Why is my AWS Batch job stuck in RUNNABLE status?

11 minute read
0

My AWS Batch job is stuck in RUNNABLE status.

Short description

AWS Batch moves a job to RUNNABLE status when the job has no outstanding dependencies and can be scheduled to a host. RUNNABLE jobs start as soon as sufficient resources are available in one of the compute environments that map to the job's queue.

If the required resources to run a job aren't available, then the job might remain in RUNNABLE status indefinitely. For more information, see Jobs stuck in a RUNNABLE status.

To troubleshoot the AWS Batch job that's stuck in RUNNABLE status, use the AWSSupport-TroubleshootAWSBatchJob runbook. Then, refer to the Outputs section to determine the possible cause of the issue and steps to fix it.

Note: This article covers troubleshooting for Amazon Elastic Container Service (Amazon ECS) on Amazon Elastic Compute Cloud (Amazon EC2) and Amazon ECS on AWS Fargate. To troubleshoot AWS Batch on Amazon Elastic Kubernetes Service (Amazon EKS), see AWS Batch on Amazon EKS.

Resolution

Use the AWSSupport-TroubleshootAWSBatchJob SAW runbook

Use AWS Support Automation Workflows (AWS SAW) to automate this troubleshooting process. To use the AWSSupport-TroubleshootAWSBatchJob runbook, see How can I use a SAW runbook to troubleshoot my AWS Batch job stuck in the RUNNABLE status?

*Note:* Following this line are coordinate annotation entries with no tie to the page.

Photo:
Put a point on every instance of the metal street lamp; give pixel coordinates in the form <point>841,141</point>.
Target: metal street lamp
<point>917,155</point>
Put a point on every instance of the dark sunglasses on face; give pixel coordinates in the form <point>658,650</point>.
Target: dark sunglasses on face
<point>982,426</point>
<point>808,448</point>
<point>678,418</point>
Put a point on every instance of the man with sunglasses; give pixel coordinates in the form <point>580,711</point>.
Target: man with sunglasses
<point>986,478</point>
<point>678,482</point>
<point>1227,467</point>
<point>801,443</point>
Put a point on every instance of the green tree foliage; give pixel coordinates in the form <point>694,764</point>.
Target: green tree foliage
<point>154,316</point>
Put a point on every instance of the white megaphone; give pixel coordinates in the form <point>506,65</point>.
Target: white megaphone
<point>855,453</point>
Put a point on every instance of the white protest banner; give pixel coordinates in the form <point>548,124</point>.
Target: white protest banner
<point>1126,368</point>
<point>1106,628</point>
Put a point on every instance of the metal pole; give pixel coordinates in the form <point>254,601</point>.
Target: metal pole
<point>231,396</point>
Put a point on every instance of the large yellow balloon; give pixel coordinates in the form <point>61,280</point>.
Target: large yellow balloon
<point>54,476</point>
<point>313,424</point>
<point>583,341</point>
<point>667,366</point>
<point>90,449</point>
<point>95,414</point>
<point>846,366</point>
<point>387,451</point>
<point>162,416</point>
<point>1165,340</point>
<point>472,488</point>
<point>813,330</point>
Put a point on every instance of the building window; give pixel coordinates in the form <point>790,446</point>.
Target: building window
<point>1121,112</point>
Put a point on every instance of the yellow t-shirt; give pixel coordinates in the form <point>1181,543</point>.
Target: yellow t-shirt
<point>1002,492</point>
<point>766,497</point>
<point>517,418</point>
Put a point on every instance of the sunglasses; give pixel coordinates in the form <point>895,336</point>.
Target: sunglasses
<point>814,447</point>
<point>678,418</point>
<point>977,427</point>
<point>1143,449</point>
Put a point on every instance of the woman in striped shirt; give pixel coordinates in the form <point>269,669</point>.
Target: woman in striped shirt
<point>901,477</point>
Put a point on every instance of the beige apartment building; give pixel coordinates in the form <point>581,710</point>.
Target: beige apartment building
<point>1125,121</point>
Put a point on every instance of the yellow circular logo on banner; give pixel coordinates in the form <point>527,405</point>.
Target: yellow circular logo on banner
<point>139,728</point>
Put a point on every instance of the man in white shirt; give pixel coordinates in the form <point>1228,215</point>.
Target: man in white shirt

If this runbook doesn't help you identify the issue, then refer to the following sections to manually troubleshoot your stuck job.

Verify that your compute environment has enough resources to run your job

1.    Open the AWS Batch console.

2.    Choose Dashboard.

3.    In the Job queue overview pane, in the RUNNABLE column, choose the job that's stuck in RUNNABLE status. The Job details page appears.

4.    On the Job details page, in the Container section, review the values for vCPUs, Memory, and GPUs. You need these values to complete steps 9-10.

5.    On the Job queues page, select a job queue and review its associated compute environments because any compute environment might run your job. Next, repeat steps 6-10 for each compute environment.

6.    On the Compute Environments page, select a compute environment to review its permissions.

7.    Verify that the compute environment's Status column is set to VALID. Also make sure that the service role that's associated with the environment has all the necessary permissions.

Note: When there are intermittent or transient errors, it might take a few minutes for the compute environment Status to change from VALID to INVALID.

8.    Verify that the State column is set to ENABLED.

9.    Verify that the Max vCPUs value is high enough to allow AWS Batch to increase the number of Desired vCPUs to run jobs.

Note: If you're using an AWS Fargate compute environment, then see the Verify the network and security settings of the compute environment section.

10.    Verify that the Desired vCPUs value is the same or higher than the number of vCPUs that the job must run.

If Desired vCPUs is 0, then check the amount of memory and CPU resources that are available for your Amazon EC2 instance type.

-or-

If Desired vCPU is higher than 0, or your job is still in RUNNABLE status, then complete the steps in the next section.

Important: At least one of the instance types for your compute environment must have more memory than what your job specifies. Also, the instance type must have CPU resources that are equal to or more than what your job specifies. If at least one instance type doesn't have enough memory or CPU resources to run your job, then cancel the job. Run a new job that requires less CPU or memory. Or, create a new compute environment with enough resources to run the job, and then assign the job to the appropriate job queue.

Verify that your compute environment has instances and the instances are available to run your job

For the compute environment you identified as the one that must run your job, complete the following steps:

1.    Open the Amazon ECS console.

2.    In the navigation pane, choose Clusters. Then, choose the cluster that contains your job.

For general ECS troubleshooting instructions, see Amazon ECS troubleshooting.

Note: The name of the cluster starts with the name of the compute environment. This is followed by _Batch_ and a random hash of numbers and letters.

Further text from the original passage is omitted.